18. Kecelakaan

1.1K 114 10
                                    


.
.
.
.
.
Vier mendiamkan Maria, sejak sang bunda mengusir Vion, pemuda itu langsung memulai aksi diam nya pada sang bunda. Tidak peduli jika sang bunda mengajak nya bicara, yang Vier ingin kan adalah adiknya, Vion kembali ke rumah.

"Vier." Vier tetap melangkah melewati ruang makan meskipun Maria memanggilnya.

"Vier, jangan jadi anak durhaka!" Vier langsung berhenti dan menoleh pada sang bunda.

"Vier gak akan jadi anak durhaka kalau bunda gak ngusir adek kemarin!" Maria menatap nanar pada Vier, tapi tidak ada sedikit pun perasaan sesal pada bersalah karena sudah mengusir salah satu anak nya.

"Vion bukan adek kamu Xavier, dan bunda gak mau dia ada disini." Vier menggelengkan kepalanya tidak percaya, kenapa bunda nya menjadi sangat jahat seperti ini.

"Vier gak percaya bunda bisa ngomong gitu!" Vier kembali melangkah saat Maria mendekatinya.

"Vier."

"Vier mau sekolah, mau ketu adek Vier yang bunda usir kemarin!" Setelah mengatakan itu Vier langsung berlari meninggalkan rumah nya, bertepatan dengan itu dia melihat Hanan yang baru saja keluar dari rumah nya.

Grep

"Hanan!" Hanan sebenarnya cukup terkejut saat tiba-tiba ada yang memeluk tubuhnya dari belakang, tapi begitu tau itu Vier, pemuda tinggi itu langsung berbalik dan membalas pelukan Vier.

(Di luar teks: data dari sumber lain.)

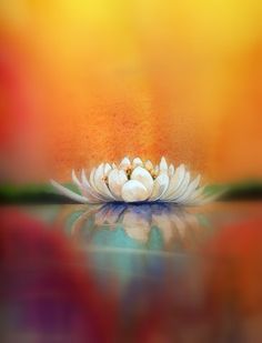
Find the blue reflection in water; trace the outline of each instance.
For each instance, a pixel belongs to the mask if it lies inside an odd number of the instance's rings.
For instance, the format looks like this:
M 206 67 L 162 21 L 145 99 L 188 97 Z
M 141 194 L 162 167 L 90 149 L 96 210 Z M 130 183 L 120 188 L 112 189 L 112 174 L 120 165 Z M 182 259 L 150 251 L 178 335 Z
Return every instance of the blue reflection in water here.
M 170 263 L 188 260 L 204 231 L 202 214 L 167 203 L 81 209 L 68 216 L 67 230 L 84 248 L 103 283 L 109 278 L 124 284 L 137 278 L 161 280 Z

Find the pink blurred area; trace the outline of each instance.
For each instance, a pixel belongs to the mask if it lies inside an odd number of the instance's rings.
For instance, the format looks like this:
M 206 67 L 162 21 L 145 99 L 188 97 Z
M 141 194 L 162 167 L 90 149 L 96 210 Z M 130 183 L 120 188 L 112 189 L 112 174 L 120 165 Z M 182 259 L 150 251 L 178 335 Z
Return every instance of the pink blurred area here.
M 59 226 L 1 210 L 3 342 L 260 342 L 261 228 L 226 224 L 190 260 L 159 255 L 151 278 L 121 289 L 112 275 L 100 284 Z
M 19 210 L 0 213 L 2 342 L 111 342 L 113 297 L 98 292 L 75 246 Z

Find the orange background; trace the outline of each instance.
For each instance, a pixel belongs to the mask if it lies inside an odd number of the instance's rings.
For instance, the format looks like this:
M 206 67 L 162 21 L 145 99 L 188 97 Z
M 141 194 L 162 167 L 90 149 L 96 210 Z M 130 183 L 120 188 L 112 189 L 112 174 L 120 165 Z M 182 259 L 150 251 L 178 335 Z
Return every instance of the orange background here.
M 0 176 L 129 154 L 262 175 L 259 1 L 1 0 Z

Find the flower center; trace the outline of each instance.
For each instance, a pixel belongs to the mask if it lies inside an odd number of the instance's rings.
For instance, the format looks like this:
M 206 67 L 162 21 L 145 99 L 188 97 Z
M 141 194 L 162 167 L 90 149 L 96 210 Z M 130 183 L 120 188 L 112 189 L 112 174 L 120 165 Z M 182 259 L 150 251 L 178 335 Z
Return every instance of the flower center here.
M 129 167 L 125 168 L 125 174 L 127 174 L 129 180 L 131 178 L 132 171 L 133 171 L 132 165 L 129 165 Z

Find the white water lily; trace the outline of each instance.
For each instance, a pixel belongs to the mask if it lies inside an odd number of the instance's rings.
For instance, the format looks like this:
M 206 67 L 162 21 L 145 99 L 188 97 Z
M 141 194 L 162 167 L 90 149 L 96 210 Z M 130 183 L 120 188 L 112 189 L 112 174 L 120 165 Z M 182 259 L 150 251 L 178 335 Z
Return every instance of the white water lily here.
M 153 165 L 151 161 L 124 158 L 119 165 L 101 163 L 87 176 L 72 171 L 72 181 L 80 194 L 51 180 L 63 195 L 80 203 L 102 202 L 173 202 L 181 205 L 199 205 L 212 200 L 200 186 L 200 175 L 192 179 L 184 164 L 174 168 L 162 158 Z

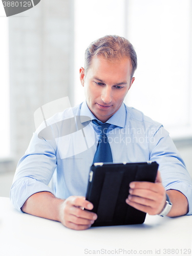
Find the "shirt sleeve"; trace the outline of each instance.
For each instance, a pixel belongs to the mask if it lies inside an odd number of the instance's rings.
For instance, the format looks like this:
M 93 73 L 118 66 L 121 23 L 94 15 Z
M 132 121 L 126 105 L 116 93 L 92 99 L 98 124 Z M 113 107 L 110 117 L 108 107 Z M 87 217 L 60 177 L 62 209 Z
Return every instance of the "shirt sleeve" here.
M 169 133 L 161 125 L 150 140 L 150 159 L 159 164 L 164 187 L 184 195 L 188 203 L 187 215 L 192 215 L 191 179 Z
M 25 155 L 20 159 L 10 191 L 15 208 L 21 207 L 27 199 L 37 192 L 54 195 L 48 184 L 56 168 L 56 146 L 53 140 L 46 141 L 33 134 Z

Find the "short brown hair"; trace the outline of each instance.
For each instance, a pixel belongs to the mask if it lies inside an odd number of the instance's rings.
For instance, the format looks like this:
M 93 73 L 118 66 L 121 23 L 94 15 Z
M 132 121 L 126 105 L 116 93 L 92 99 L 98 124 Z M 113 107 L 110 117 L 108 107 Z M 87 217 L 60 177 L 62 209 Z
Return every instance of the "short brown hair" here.
M 101 56 L 106 59 L 120 60 L 124 57 L 130 58 L 132 62 L 131 79 L 137 67 L 136 53 L 131 42 L 124 37 L 117 35 L 106 35 L 92 42 L 84 54 L 85 72 L 89 69 L 92 57 Z

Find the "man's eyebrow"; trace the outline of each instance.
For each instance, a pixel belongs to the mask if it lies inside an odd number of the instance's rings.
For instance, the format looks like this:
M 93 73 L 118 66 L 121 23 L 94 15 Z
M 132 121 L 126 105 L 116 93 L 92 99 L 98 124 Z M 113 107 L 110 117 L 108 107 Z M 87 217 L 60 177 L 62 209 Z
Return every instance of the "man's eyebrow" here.
M 105 83 L 105 82 L 100 78 L 98 78 L 98 77 L 94 77 L 93 79 L 98 80 L 98 81 L 99 81 L 100 82 L 103 82 L 103 83 Z M 122 84 L 126 84 L 127 83 L 127 82 L 125 81 L 124 82 L 119 82 L 119 83 L 114 83 L 114 85 L 115 86 L 121 86 Z

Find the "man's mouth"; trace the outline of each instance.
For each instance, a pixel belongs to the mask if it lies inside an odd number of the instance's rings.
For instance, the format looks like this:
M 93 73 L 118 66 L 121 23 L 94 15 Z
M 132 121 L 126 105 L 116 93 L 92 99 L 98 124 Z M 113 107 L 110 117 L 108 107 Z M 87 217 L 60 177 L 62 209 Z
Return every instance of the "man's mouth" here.
M 98 105 L 101 108 L 105 108 L 106 109 L 110 108 L 111 106 L 112 105 L 101 105 L 100 104 L 99 104 L 98 103 L 97 103 L 97 105 Z

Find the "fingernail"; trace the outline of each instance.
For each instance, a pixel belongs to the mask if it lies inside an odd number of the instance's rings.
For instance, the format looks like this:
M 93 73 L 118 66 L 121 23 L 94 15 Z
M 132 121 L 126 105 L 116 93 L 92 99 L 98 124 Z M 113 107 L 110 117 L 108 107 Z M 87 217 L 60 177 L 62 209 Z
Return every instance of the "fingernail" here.
M 92 209 L 92 205 L 91 204 L 89 204 L 88 205 L 88 207 L 89 209 Z
M 95 214 L 93 216 L 93 219 L 95 220 L 97 218 L 97 215 L 96 215 Z
M 134 183 L 130 183 L 130 187 L 131 187 L 132 188 L 134 188 L 135 187 L 135 184 Z

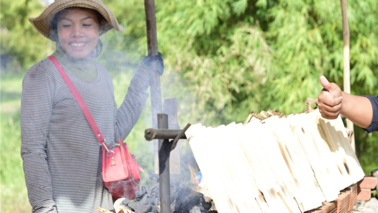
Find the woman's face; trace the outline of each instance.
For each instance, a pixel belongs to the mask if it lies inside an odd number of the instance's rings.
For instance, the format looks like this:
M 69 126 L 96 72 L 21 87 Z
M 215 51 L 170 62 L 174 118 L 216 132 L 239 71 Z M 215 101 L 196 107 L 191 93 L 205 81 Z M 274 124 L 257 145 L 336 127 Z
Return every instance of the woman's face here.
M 73 7 L 59 14 L 57 30 L 59 42 L 64 52 L 72 57 L 82 58 L 95 48 L 100 28 L 94 11 Z

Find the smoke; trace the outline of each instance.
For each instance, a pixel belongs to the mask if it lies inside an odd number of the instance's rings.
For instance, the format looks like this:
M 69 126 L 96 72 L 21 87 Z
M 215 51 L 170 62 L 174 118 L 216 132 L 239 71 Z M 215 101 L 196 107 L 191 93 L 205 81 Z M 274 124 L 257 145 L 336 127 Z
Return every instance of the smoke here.
M 119 107 L 126 95 L 131 78 L 145 55 L 140 53 L 142 48 L 133 38 L 125 38 L 120 35 L 119 32 L 113 33 L 110 31 L 100 37 L 103 47 L 97 59 L 112 76 L 115 99 Z M 119 44 L 122 44 L 122 48 Z M 145 54 L 146 50 L 146 48 Z M 168 101 L 172 103 L 175 100 L 176 109 L 173 109 L 172 111 L 174 112 L 172 113 L 176 114 L 175 119 L 177 124 L 170 123 L 169 129 L 182 129 L 188 123 L 196 122 L 190 121 L 193 117 L 190 116 L 189 107 L 194 100 L 194 96 L 187 91 L 185 83 L 179 74 L 170 66 L 169 58 L 165 58 L 163 54 L 163 59 L 164 72 L 160 78 L 162 106 L 164 107 L 164 103 Z M 149 88 L 148 91 L 150 92 Z M 163 109 L 163 111 L 167 113 L 167 109 Z M 138 164 L 145 171 L 141 174 L 141 186 L 150 185 L 158 177 L 158 159 L 156 156 L 157 145 L 154 141 L 147 141 L 144 137 L 144 131 L 153 127 L 151 114 L 151 99 L 149 98 L 139 120 L 125 140 L 130 152 L 135 155 Z M 170 122 L 172 118 L 168 118 Z M 193 173 L 198 171 L 198 169 L 186 140 L 179 141 L 177 146 L 171 152 L 171 172 L 173 170 L 173 174 L 171 175 L 171 180 L 179 180 L 192 186 L 195 182 Z

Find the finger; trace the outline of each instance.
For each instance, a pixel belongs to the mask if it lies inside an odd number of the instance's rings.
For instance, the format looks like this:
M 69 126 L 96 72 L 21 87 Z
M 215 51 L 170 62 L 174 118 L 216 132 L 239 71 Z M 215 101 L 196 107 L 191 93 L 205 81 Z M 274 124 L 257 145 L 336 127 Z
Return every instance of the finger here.
M 318 100 L 318 105 L 324 104 L 332 107 L 341 104 L 343 101 L 343 97 L 333 98 L 329 92 L 325 90 L 322 91 L 319 94 Z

"Jangan nangis." Vier menyembunyikan wajahnya di dada Hanan, saat ini Hanan adalah tempat ternyaman nya untuk mengadu.

"Bunda jahat Nan, bunda jahat sama Vion." Hanan mengelus punggung Vier pelan.

"Jangan nangis, Vion ada di rumah Kian. Kemarin aku anterin dia kesana." Vier melepas pelukannya dan menatap lekat pada Hanan.

"Vion baik-baik aja kan?" Hanan tidak berani menjawab tentang hal itu, karena dia sendiri belum mengetahui bagaimana keadaan Vion pagi ini.

"Mau kesekolah kan? Nanti ketemu Vion disana." Vier mengangguk dan menghapus air matanya.

"Kenapa keluarga ku hancur kayak gini ya Nan?"
.
.
.
.
.
Kian menatap sendu pada Vion yang masih terlelap, pemuda itu baru saja bisa tidur setelah adzan subuh.

Kian bahkan memutuskan untuk tidak masuk sekolah dan menitipkan surat ijin nya pada Kaivan agar bisa menjaga Vion, sahabatnya itu tengah tidak baik-baik saja saat ini.

"Yon, jangan di pendem sendiri ya, nanti ceritain ke kita. Kita ada disini buat dengerin semua cerita kamu kok." Kian mengelus kepala Vion, menghela nafas lega saat suhu tubuh sahabatnya itu sudah kembali normal.

Semalam Vion sempat demam tinggi, pemuda itu bahkan mengigau dan membuat ketiga sahabatnya khawatir.

"Eungh.." Kian kembali mengelus kepala Vion saat mendengar lenguhan dari sahabatnya itu.

"Vion." Mata yang sejak semalam terpejam itu akhirnya terbuka, menampilkan manik hitam yang terlihat sayu.

"Kian." Kian tersenyum tipis saat mendengar gumaman Vion.

"Iya, apa yang kamu rasain sekarang?" Vion mengerjap beberapa kali sebelum akhirnya kembali menatap ke arah sahabatnya.

"Pusing, sakit." Kian hanya mengangguk, dia sangat hafal dengan keluhan Vion saat sakit.

"Sarapan dulu ya, habis itu minum obat." Vion menggeleng kecil.

"Gak laper." Kian menghela nafas panjang.

"Harus maem Yon, nanti katanya kon mau pergi sama Hanan ke tempat papa e, masa kon gak maem. Nanti kalau kon malah di infus piye? Mau?" Vion kembali menggeleng.